A vigil has been held in Wellington to commemorate the lives lost to police brutality in America, as protests and riots for the same cause erupt across the US.
Hundreds of people gathered outside Parliament on Monday night to share in the pain wreaking havoc across the US.
Footage of the vigil shows protesters screaming "I can't breathe" - the last words of George Floyd and Eric Garner - two black men who lost their lives to police brutality.
Protests have broken out across the world following one of the most recent deaths of a black man at the hands of a white police officer. The death of Floyd, after he was detained in Minnesota, has led to widespread protests with police escalating to violence across America.
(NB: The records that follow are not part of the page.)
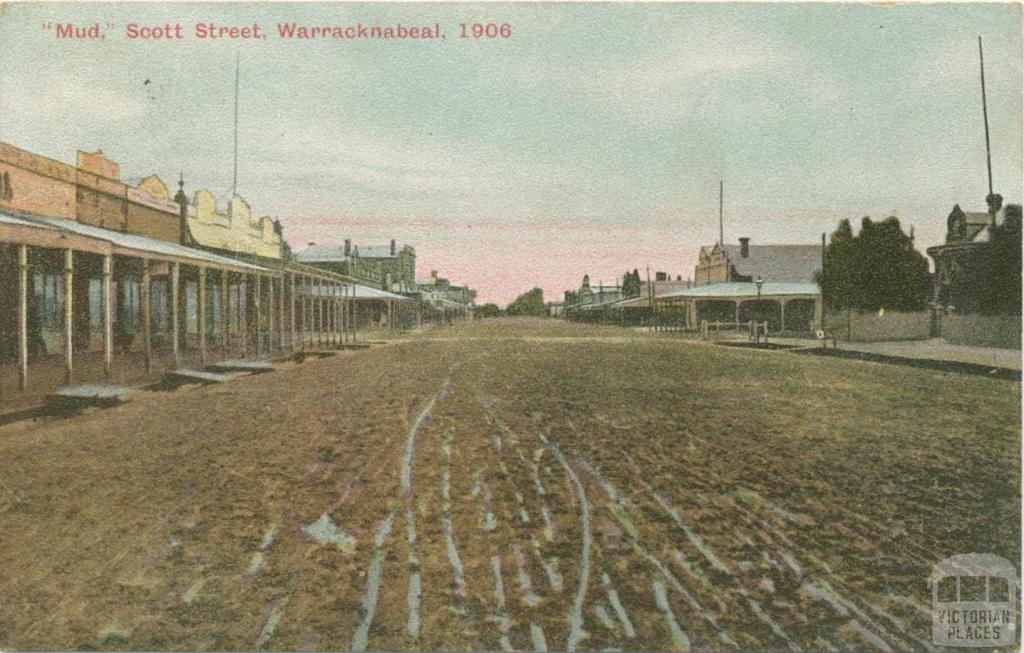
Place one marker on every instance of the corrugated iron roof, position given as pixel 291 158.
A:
pixel 790 263
pixel 139 244
pixel 747 289
pixel 323 254
pixel 361 292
In South America, Germany and now New Zealand thousands have gathered to protest the systematic racism which enables the deaths of hundreds of black Americans.
One of the organisers of the Wellignton vigil, Nicole Inskeep, says she is doing it to connect with a community she feels isolated from.
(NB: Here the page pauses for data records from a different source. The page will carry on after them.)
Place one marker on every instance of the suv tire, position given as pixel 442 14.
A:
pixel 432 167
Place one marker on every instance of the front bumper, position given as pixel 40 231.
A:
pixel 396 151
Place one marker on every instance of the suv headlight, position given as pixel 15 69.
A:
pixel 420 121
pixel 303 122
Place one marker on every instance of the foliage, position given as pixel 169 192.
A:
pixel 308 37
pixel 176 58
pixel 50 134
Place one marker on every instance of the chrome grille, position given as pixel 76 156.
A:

Inskeep is a black American living in Wellington. She says the work is necessary to give voice to the voiceless.
"Feeling that pain and that connection with your community and being helpless to create any sort of solution or provide any sort of voice for them - that's what we're doing here," she told Newshub.
"We are being misunderstood on a large scale - the pain and the grief we feel is not being fully understood."
Inskeep says as part of the vigil she will read some of the names of those killed by police.
"We struggled to create a list which has every name of every person who has been lost to police brutality - that in itself is unacceptable," she told Newshub.
"We don't have enough time in an hour to name all of them - there's a lot of people dying."
Inskeep says the vigil will not be the last of her work - she's planning further events to give a voice to other people who are marginalised.
"There was a lot of discussion as to putting all black communities and people of colours' pain into one thing but that does a disservice to other people's pain," she said.
"To fully give people their own event and their own time to say these are the problems that we're dealing with and this is what we need - you can't do that in hours time."